The original Congress for Cultural Freedom was set up by the disillusioned left to counter the very effective Communist propaganda and other activity that was destroying Western culture and society. It was financed by the CIA because no-one else would. I think we can all agree that its work was but partially successful.
A Congress that would be opposing Islamism will have to be different as it will have to concentrate on the Muslim countries and communities themselves. In the West, it will have to proclaim the importance of Western values and culture and fight cowardice and abject desires to surrender rather than a powerful ideology.
John O’Sullivan, Executive Editor of Radio Free Europe/Radio Liberty, pointed out that not all threats to free speech come from radical Islam. He should know. He and his staff are fighting very tangible threats and attacks in many countries, not least Russia.
He further pointed out that the lack of decent British patriotism that can be passed on to the young (and old but let that pass) has created problems for everyone in this country, not just the Muslim communities. (This, too, is a point we have made frequently on this blog.)
He suggested a programme of five points:
End multiculturalism and concentrate on teaching that decent British patriotism that includes a great deal of history, not forgetting that within a liberal (in the true sense of the word) Western culture there can be many divergences.
Something nasty to be done with the establishment, whose idiocy and dishonesty has, if not exactly landed us, certainly has kept us in the mess we are in. Of course, the establishment tends to be rather left-wing these days so let us not have any more nonsense about the poor underprivileged left, ranting against power structures that disappeared decades ago.
A serious reform of the police, which has become “the paramilitary wing of the Guardian”, a phrase so clever that many of us in the audience immediately made a note of stealing it.
An alteration to immigration rules that would prevent all those endless first cousin marriages to people from backward villages in the Indian sub-continent.

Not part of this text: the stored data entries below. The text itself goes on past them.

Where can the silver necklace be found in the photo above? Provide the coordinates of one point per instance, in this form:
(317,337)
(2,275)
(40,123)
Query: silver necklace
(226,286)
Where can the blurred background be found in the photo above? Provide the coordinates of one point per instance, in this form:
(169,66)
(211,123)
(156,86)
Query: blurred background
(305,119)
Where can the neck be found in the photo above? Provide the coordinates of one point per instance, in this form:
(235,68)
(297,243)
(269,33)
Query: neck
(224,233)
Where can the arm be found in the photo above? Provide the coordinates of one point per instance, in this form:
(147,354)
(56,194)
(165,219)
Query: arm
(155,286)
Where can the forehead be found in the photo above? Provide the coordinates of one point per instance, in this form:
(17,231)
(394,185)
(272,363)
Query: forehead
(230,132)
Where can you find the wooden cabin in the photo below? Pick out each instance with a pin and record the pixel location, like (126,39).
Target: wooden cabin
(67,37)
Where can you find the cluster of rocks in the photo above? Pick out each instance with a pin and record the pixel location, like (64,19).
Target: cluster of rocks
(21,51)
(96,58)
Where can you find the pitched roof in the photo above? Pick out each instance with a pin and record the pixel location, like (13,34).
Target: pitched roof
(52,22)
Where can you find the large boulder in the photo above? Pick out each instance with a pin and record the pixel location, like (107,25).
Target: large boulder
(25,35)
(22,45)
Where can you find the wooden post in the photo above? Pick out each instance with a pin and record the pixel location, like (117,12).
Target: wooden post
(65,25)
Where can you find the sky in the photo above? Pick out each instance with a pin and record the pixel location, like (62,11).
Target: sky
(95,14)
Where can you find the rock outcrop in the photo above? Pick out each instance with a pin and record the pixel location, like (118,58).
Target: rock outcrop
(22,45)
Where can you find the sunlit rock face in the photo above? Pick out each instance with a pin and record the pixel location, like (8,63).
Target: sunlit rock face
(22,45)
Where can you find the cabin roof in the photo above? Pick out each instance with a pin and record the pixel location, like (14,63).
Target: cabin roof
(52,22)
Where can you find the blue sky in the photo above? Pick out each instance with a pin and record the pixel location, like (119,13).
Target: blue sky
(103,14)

This, needless to say, will start working towards an improvement in the situation of women in the Muslim communities.
The fifth point was the most important one as this is something we can all do immediately: resistance to foolish intellectual fashions, no matter where they come from.
So there we are dear readers. A first report on the many subjects raised by an important conference and a general musing on the subjects covered. I may add that quite a few people on the panel and in the audience might not have agreed with my opinion. Unsurprisingly, I remain convinced by them.